The U.N and U.S. envoys had been trying since last year to engineer a permanent truce needed to revive stalled political negotiations. The Houthis wanted the coalition blockade lifted first, while the alliance sought a simultaneous deal.

The conflict is seen as a proxy war between Sunni Muslim Saudi Arabia and Shi’ite Iran. Riyadh has struggled to extricate itself and Yemen has been a point of tension with Washington.

The Houthis recently intensified missile and drones strikes on the kingdom, including its oil facilities, and the coalition ramped up air strikes.

The Yemeni government, which the Houthis ousted from Sanaa in late 2014, said earlier it would facilitate arrangements for release of prisoners, opening Sanaa airport and allowing fuel vessels into Hodeidah.

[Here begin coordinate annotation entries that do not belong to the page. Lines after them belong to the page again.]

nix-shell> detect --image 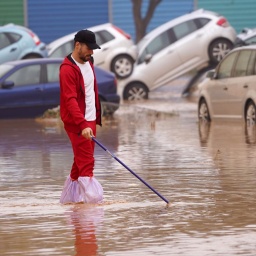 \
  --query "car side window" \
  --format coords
[138,29,176,64]
[8,33,21,43]
[0,33,11,49]
[246,51,256,76]
[245,36,256,45]
[95,30,115,45]
[217,52,237,79]
[233,50,251,77]
[194,18,210,29]
[173,20,198,40]
[6,65,41,86]
[51,39,74,58]
[46,63,60,83]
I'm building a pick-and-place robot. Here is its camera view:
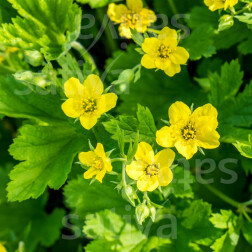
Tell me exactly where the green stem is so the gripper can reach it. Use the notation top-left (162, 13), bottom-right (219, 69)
top-left (122, 162), bottom-right (127, 187)
top-left (168, 0), bottom-right (178, 14)
top-left (96, 8), bottom-right (118, 54)
top-left (71, 41), bottom-right (97, 71)
top-left (111, 158), bottom-right (126, 163)
top-left (204, 184), bottom-right (241, 208)
top-left (147, 28), bottom-right (160, 34)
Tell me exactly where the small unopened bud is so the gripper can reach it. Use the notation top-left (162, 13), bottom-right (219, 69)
top-left (25, 50), bottom-right (44, 67)
top-left (136, 204), bottom-right (150, 225)
top-left (122, 185), bottom-right (137, 207)
top-left (218, 15), bottom-right (234, 31)
top-left (149, 206), bottom-right (157, 222)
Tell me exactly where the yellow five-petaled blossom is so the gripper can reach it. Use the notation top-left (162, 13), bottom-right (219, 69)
top-left (204, 0), bottom-right (239, 11)
top-left (108, 0), bottom-right (157, 38)
top-left (156, 102), bottom-right (220, 159)
top-left (79, 143), bottom-right (112, 183)
top-left (141, 27), bottom-right (189, 77)
top-left (0, 242), bottom-right (7, 252)
top-left (126, 142), bottom-right (175, 192)
top-left (62, 74), bottom-right (117, 129)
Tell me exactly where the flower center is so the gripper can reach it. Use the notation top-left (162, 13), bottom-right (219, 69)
top-left (122, 11), bottom-right (141, 27)
top-left (82, 98), bottom-right (97, 113)
top-left (145, 164), bottom-right (159, 176)
top-left (92, 157), bottom-right (104, 170)
top-left (181, 122), bottom-right (196, 140)
top-left (157, 44), bottom-right (171, 59)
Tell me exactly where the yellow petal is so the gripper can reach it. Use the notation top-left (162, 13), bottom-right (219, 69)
top-left (84, 168), bottom-right (99, 179)
top-left (84, 74), bottom-right (103, 98)
top-left (135, 142), bottom-right (154, 164)
top-left (61, 98), bottom-right (83, 118)
top-left (156, 126), bottom-right (177, 148)
top-left (158, 27), bottom-right (178, 48)
top-left (141, 54), bottom-right (156, 69)
top-left (191, 103), bottom-right (218, 130)
top-left (175, 140), bottom-right (198, 159)
top-left (155, 58), bottom-right (171, 70)
top-left (97, 93), bottom-right (118, 114)
top-left (94, 143), bottom-right (107, 159)
top-left (0, 243), bottom-right (7, 252)
top-left (80, 115), bottom-right (98, 130)
top-left (142, 38), bottom-right (160, 56)
top-left (192, 103), bottom-right (218, 118)
top-left (104, 159), bottom-right (113, 172)
top-left (170, 47), bottom-right (189, 65)
top-left (164, 63), bottom-right (181, 77)
top-left (79, 151), bottom-right (96, 167)
top-left (158, 167), bottom-right (173, 186)
top-left (140, 8), bottom-right (157, 26)
top-left (95, 169), bottom-right (106, 183)
top-left (155, 149), bottom-right (175, 169)
top-left (107, 3), bottom-right (128, 23)
top-left (118, 23), bottom-right (132, 39)
top-left (126, 160), bottom-right (145, 180)
top-left (126, 0), bottom-right (143, 11)
top-left (137, 175), bottom-right (159, 192)
top-left (196, 130), bottom-right (220, 149)
top-left (168, 101), bottom-right (191, 124)
top-left (64, 77), bottom-right (84, 98)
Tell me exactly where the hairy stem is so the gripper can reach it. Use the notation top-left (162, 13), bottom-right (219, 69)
top-left (71, 41), bottom-right (97, 71)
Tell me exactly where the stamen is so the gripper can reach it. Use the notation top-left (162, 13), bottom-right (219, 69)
top-left (157, 44), bottom-right (171, 59)
top-left (82, 98), bottom-right (97, 113)
top-left (145, 164), bottom-right (159, 176)
top-left (181, 122), bottom-right (196, 140)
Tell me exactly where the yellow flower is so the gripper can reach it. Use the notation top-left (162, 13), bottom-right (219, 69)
top-left (62, 74), bottom-right (117, 130)
top-left (79, 143), bottom-right (112, 183)
top-left (204, 0), bottom-right (239, 11)
top-left (108, 0), bottom-right (157, 38)
top-left (126, 142), bottom-right (175, 192)
top-left (141, 27), bottom-right (189, 77)
top-left (156, 102), bottom-right (220, 159)
top-left (0, 55), bottom-right (5, 64)
top-left (0, 243), bottom-right (7, 252)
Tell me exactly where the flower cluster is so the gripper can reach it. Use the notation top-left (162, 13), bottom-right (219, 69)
top-left (204, 0), bottom-right (239, 11)
top-left (141, 27), bottom-right (189, 77)
top-left (108, 0), bottom-right (157, 38)
top-left (62, 74), bottom-right (117, 130)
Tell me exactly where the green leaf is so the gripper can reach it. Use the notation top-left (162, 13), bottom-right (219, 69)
top-left (0, 0), bottom-right (81, 60)
top-left (210, 210), bottom-right (241, 252)
top-left (83, 210), bottom-right (146, 252)
top-left (7, 124), bottom-right (88, 201)
top-left (0, 197), bottom-right (65, 252)
top-left (234, 135), bottom-right (252, 158)
top-left (0, 77), bottom-right (66, 123)
top-left (209, 60), bottom-right (243, 109)
top-left (242, 220), bottom-right (252, 245)
top-left (182, 200), bottom-right (211, 229)
top-left (234, 12), bottom-right (252, 25)
top-left (162, 166), bottom-right (194, 198)
top-left (57, 53), bottom-right (84, 83)
top-left (210, 209), bottom-right (237, 229)
top-left (64, 175), bottom-right (129, 218)
top-left (103, 105), bottom-right (157, 143)
top-left (182, 24), bottom-right (216, 60)
top-left (137, 105), bottom-right (157, 143)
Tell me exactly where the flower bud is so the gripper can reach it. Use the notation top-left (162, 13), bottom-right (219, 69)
top-left (218, 15), bottom-right (234, 31)
top-left (136, 204), bottom-right (150, 225)
top-left (149, 206), bottom-right (157, 222)
top-left (25, 50), bottom-right (44, 67)
top-left (122, 185), bottom-right (137, 207)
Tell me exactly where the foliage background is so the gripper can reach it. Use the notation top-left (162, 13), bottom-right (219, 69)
top-left (0, 0), bottom-right (252, 252)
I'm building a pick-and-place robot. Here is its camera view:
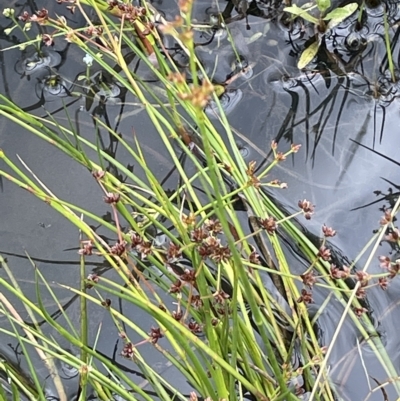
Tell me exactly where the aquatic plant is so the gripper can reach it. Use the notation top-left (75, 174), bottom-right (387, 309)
top-left (0, 0), bottom-right (400, 401)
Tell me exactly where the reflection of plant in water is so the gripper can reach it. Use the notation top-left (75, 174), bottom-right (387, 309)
top-left (284, 0), bottom-right (358, 69)
top-left (0, 0), bottom-right (400, 401)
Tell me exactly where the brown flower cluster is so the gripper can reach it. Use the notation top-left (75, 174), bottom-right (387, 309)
top-left (298, 199), bottom-right (315, 220)
top-left (131, 233), bottom-right (152, 260)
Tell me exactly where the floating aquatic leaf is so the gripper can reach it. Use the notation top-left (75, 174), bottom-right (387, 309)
top-left (324, 3), bottom-right (358, 29)
top-left (283, 4), bottom-right (318, 24)
top-left (297, 41), bottom-right (319, 70)
top-left (317, 0), bottom-right (331, 13)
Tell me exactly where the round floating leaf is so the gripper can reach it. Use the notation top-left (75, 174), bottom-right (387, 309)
top-left (324, 3), bottom-right (358, 29)
top-left (297, 41), bottom-right (319, 70)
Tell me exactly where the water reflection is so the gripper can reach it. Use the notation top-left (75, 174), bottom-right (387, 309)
top-left (0, 1), bottom-right (400, 401)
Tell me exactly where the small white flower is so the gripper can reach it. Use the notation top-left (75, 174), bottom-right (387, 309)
top-left (3, 8), bottom-right (15, 18)
top-left (83, 53), bottom-right (93, 67)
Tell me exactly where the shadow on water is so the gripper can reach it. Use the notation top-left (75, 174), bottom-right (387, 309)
top-left (0, 1), bottom-right (400, 401)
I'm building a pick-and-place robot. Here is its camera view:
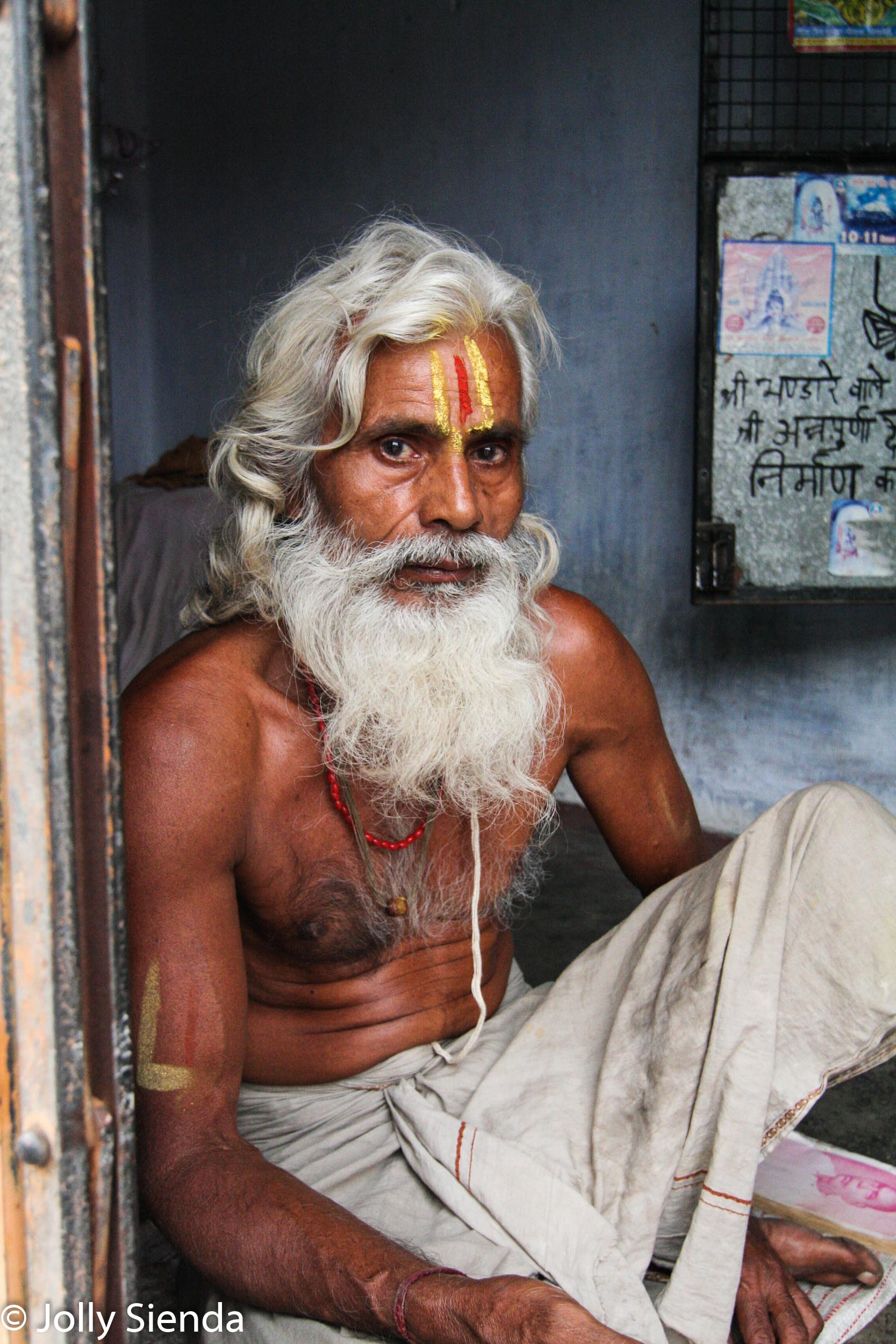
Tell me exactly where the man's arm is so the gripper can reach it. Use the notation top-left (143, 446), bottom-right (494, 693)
top-left (547, 589), bottom-right (712, 895)
top-left (122, 672), bottom-right (632, 1344)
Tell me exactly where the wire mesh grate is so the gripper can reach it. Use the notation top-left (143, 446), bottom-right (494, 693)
top-left (701, 0), bottom-right (896, 155)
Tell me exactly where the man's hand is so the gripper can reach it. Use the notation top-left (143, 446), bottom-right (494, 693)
top-left (735, 1218), bottom-right (883, 1344)
top-left (404, 1274), bottom-right (635, 1344)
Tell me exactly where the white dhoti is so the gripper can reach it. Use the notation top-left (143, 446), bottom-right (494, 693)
top-left (217, 785), bottom-right (896, 1344)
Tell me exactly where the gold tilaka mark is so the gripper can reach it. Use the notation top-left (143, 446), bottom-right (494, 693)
top-left (137, 957), bottom-right (193, 1091)
top-left (467, 336), bottom-right (494, 429)
top-left (430, 349), bottom-right (467, 456)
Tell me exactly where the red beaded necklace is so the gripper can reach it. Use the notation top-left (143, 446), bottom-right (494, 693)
top-left (305, 672), bottom-right (428, 849)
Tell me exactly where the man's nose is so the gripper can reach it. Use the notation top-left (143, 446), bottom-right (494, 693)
top-left (418, 454), bottom-right (482, 532)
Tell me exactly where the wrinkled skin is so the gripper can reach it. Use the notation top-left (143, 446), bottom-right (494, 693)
top-left (122, 331), bottom-right (877, 1344)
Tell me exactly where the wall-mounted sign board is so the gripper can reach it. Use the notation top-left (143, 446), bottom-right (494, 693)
top-left (694, 163), bottom-right (896, 602)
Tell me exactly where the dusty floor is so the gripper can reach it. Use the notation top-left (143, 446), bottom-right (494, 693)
top-left (140, 805), bottom-right (896, 1344)
top-left (516, 804), bottom-right (896, 1344)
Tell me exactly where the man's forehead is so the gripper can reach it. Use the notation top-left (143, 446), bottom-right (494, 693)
top-left (364, 328), bottom-right (521, 418)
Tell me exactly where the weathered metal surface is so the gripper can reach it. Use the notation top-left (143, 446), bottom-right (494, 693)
top-left (46, 0), bottom-right (135, 1339)
top-left (0, 0), bottom-right (134, 1339)
top-left (0, 4), bottom-right (87, 1320)
top-left (43, 0), bottom-right (78, 46)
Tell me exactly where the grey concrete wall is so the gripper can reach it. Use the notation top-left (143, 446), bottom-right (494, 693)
top-left (96, 0), bottom-right (896, 827)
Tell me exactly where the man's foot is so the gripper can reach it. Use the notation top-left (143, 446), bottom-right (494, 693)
top-left (759, 1218), bottom-right (884, 1288)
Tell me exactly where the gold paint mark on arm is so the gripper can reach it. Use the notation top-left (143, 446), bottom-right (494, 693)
top-left (467, 336), bottom-right (494, 429)
top-left (430, 349), bottom-right (467, 453)
top-left (137, 957), bottom-right (192, 1091)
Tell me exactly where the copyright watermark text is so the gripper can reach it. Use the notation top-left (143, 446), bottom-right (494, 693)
top-left (0, 1303), bottom-right (243, 1340)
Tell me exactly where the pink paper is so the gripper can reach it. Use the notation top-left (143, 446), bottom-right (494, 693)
top-left (755, 1134), bottom-right (896, 1243)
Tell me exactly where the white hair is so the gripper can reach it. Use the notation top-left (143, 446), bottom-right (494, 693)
top-left (185, 218), bottom-right (556, 625)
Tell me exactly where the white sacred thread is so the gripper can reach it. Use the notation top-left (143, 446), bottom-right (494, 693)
top-left (433, 808), bottom-right (486, 1064)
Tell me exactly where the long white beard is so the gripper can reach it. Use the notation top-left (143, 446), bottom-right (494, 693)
top-left (270, 497), bottom-right (563, 823)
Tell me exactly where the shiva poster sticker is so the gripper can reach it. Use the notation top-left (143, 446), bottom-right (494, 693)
top-left (794, 174), bottom-right (896, 255)
top-left (719, 239), bottom-right (834, 359)
top-left (789, 0), bottom-right (896, 51)
top-left (794, 174), bottom-right (844, 244)
top-left (828, 500), bottom-right (896, 580)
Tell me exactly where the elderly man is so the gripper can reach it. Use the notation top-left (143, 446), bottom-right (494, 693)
top-left (124, 220), bottom-right (896, 1344)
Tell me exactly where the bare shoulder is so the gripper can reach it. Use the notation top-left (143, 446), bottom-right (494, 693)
top-left (121, 628), bottom-right (270, 860)
top-left (541, 585), bottom-right (657, 749)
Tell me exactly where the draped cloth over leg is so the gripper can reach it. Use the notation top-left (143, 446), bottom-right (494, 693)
top-left (217, 785), bottom-right (896, 1344)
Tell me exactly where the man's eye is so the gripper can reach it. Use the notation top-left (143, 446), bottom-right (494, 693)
top-left (476, 444), bottom-right (506, 464)
top-left (380, 438), bottom-right (414, 462)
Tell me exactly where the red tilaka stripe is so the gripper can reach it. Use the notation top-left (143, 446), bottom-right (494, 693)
top-left (454, 355), bottom-right (473, 425)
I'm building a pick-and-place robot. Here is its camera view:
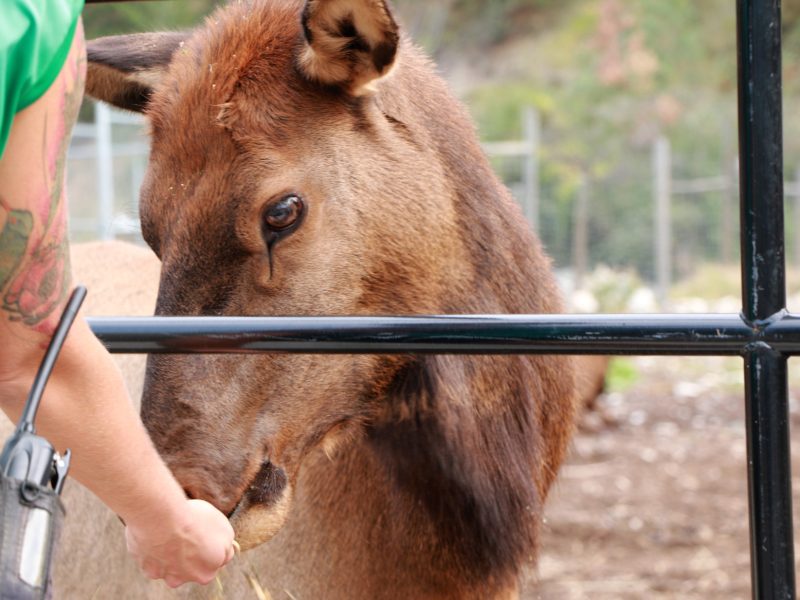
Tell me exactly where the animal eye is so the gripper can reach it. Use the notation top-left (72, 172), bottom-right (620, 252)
top-left (264, 194), bottom-right (306, 232)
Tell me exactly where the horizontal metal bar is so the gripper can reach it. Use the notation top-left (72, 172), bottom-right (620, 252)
top-left (88, 314), bottom-right (800, 356)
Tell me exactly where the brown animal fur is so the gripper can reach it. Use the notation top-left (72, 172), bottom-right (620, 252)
top-left (81, 0), bottom-right (575, 598)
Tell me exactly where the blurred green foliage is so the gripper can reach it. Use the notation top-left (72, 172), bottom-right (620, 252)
top-left (606, 356), bottom-right (639, 393)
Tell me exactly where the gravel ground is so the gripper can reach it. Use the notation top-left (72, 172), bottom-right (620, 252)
top-left (522, 357), bottom-right (800, 600)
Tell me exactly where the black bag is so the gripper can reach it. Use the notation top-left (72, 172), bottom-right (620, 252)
top-left (0, 286), bottom-right (86, 600)
top-left (0, 475), bottom-right (65, 600)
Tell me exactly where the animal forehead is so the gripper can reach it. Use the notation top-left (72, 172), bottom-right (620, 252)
top-left (148, 0), bottom-right (320, 148)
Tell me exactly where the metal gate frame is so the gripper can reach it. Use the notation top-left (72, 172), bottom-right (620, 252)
top-left (87, 0), bottom-right (800, 600)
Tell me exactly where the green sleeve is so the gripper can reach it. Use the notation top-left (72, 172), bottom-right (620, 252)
top-left (0, 0), bottom-right (83, 156)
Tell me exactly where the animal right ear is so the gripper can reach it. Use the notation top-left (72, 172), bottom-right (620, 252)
top-left (86, 32), bottom-right (189, 112)
top-left (298, 0), bottom-right (400, 95)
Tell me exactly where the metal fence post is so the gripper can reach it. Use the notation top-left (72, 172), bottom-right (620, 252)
top-left (94, 102), bottom-right (114, 240)
top-left (736, 0), bottom-right (795, 599)
top-left (653, 137), bottom-right (672, 308)
top-left (523, 106), bottom-right (541, 231)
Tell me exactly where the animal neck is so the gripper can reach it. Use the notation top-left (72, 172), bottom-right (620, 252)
top-left (369, 356), bottom-right (543, 585)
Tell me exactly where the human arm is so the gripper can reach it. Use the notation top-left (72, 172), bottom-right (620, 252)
top-left (0, 18), bottom-right (233, 585)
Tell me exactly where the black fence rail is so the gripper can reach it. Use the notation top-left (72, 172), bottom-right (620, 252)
top-left (87, 0), bottom-right (800, 600)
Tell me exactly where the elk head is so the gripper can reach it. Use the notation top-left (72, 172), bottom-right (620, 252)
top-left (87, 0), bottom-right (476, 546)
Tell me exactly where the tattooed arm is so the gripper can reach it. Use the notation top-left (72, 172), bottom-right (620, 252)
top-left (0, 23), bottom-right (233, 586)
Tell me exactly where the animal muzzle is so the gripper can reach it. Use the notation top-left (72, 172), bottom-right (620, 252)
top-left (230, 461), bottom-right (293, 550)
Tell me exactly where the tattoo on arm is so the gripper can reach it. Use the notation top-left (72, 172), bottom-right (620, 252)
top-left (0, 25), bottom-right (86, 335)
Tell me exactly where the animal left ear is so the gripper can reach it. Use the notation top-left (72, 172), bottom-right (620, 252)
top-left (299, 0), bottom-right (400, 95)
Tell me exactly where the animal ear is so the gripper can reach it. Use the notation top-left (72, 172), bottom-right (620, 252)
top-left (86, 32), bottom-right (189, 112)
top-left (299, 0), bottom-right (399, 95)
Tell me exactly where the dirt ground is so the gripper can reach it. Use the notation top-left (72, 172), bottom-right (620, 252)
top-left (522, 357), bottom-right (800, 600)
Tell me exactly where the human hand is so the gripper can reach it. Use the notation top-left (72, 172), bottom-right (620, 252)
top-left (125, 500), bottom-right (234, 588)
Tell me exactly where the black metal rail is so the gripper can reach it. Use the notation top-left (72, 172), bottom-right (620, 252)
top-left (86, 0), bottom-right (800, 600)
top-left (89, 313), bottom-right (800, 356)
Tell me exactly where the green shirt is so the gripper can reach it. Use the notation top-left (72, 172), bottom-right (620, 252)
top-left (0, 0), bottom-right (83, 156)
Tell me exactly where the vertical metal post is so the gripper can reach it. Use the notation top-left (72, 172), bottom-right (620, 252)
top-left (523, 106), bottom-right (540, 232)
top-left (792, 166), bottom-right (800, 267)
top-left (94, 102), bottom-right (114, 240)
top-left (653, 137), bottom-right (672, 309)
top-left (572, 173), bottom-right (589, 290)
top-left (737, 0), bottom-right (795, 600)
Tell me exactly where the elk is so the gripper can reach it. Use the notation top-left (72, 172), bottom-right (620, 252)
top-left (75, 0), bottom-right (576, 599)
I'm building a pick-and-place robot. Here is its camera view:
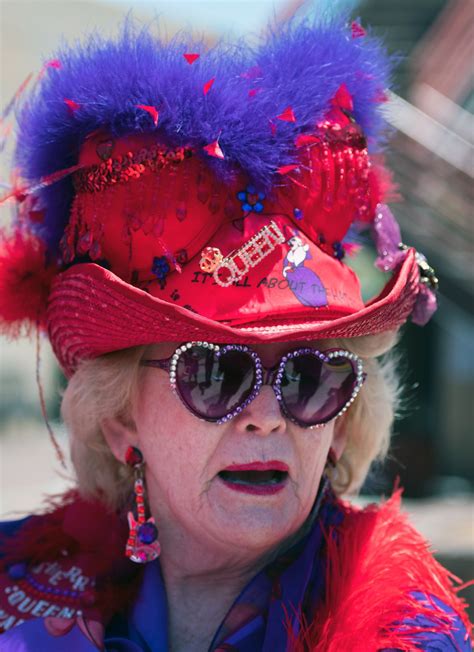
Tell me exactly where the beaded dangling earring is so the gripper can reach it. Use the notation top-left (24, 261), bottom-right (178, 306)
top-left (125, 446), bottom-right (161, 564)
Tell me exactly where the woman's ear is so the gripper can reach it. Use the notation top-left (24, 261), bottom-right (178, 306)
top-left (100, 417), bottom-right (137, 463)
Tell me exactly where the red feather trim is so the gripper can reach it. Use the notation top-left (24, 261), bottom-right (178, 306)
top-left (0, 490), bottom-right (143, 623)
top-left (290, 490), bottom-right (470, 652)
top-left (0, 231), bottom-right (57, 337)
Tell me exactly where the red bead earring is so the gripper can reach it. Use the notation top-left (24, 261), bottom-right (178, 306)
top-left (125, 446), bottom-right (161, 564)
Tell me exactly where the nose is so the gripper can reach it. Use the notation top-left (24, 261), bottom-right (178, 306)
top-left (235, 385), bottom-right (286, 437)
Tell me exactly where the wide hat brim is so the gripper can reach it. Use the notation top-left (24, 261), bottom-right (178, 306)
top-left (47, 249), bottom-right (419, 375)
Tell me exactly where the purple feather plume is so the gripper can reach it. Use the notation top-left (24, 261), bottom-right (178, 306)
top-left (16, 16), bottom-right (389, 252)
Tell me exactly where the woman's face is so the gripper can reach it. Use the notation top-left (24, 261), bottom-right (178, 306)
top-left (123, 343), bottom-right (341, 553)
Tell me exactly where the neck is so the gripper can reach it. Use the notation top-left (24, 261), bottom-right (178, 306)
top-left (161, 549), bottom-right (263, 652)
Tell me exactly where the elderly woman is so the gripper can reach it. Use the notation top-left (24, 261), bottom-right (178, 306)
top-left (0, 11), bottom-right (470, 652)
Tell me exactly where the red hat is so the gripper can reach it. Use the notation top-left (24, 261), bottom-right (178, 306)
top-left (0, 15), bottom-right (436, 373)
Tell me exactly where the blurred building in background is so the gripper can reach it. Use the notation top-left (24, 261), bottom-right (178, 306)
top-left (357, 0), bottom-right (474, 496)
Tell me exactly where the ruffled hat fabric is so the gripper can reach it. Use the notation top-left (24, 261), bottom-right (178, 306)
top-left (0, 18), bottom-right (436, 373)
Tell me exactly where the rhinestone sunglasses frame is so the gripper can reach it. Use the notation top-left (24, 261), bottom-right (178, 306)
top-left (140, 341), bottom-right (367, 430)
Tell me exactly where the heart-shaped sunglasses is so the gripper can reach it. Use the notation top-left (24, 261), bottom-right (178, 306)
top-left (140, 342), bottom-right (366, 428)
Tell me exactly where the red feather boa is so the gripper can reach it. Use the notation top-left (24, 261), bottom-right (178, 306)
top-left (290, 490), bottom-right (470, 652)
top-left (0, 491), bottom-right (470, 652)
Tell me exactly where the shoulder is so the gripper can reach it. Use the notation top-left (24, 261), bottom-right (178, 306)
top-left (302, 492), bottom-right (470, 652)
top-left (0, 494), bottom-right (142, 649)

“We immediately announce the release of the first two fuel ships through Hodeidah port,” said Foreign Minister Ahmed Bin Mubarak.

Houthi chief negotiator Mohammed Abdulsalam welcomed the truce. Another senior official, Mohammed Ali al-Houthi, said its “credibility would be in implementation”.

A copy of the truce deal seen by Reuters, and reported by Houthi-run Al Masirah TV, said 18 fuel vessels would be given access during the truce period and two flights a week would be operated from Sanaa to Jordan and Egypt.

The Saudi-led coalition also welcomed on Friday the truce in Yemen saying it supports the U.N. efforts and arrangements to keep the deal, Saudi state TV reported.

The Saudi-led coalition, which intervened in March 2015 against the Houthis, controls Yemen’s seas and air space.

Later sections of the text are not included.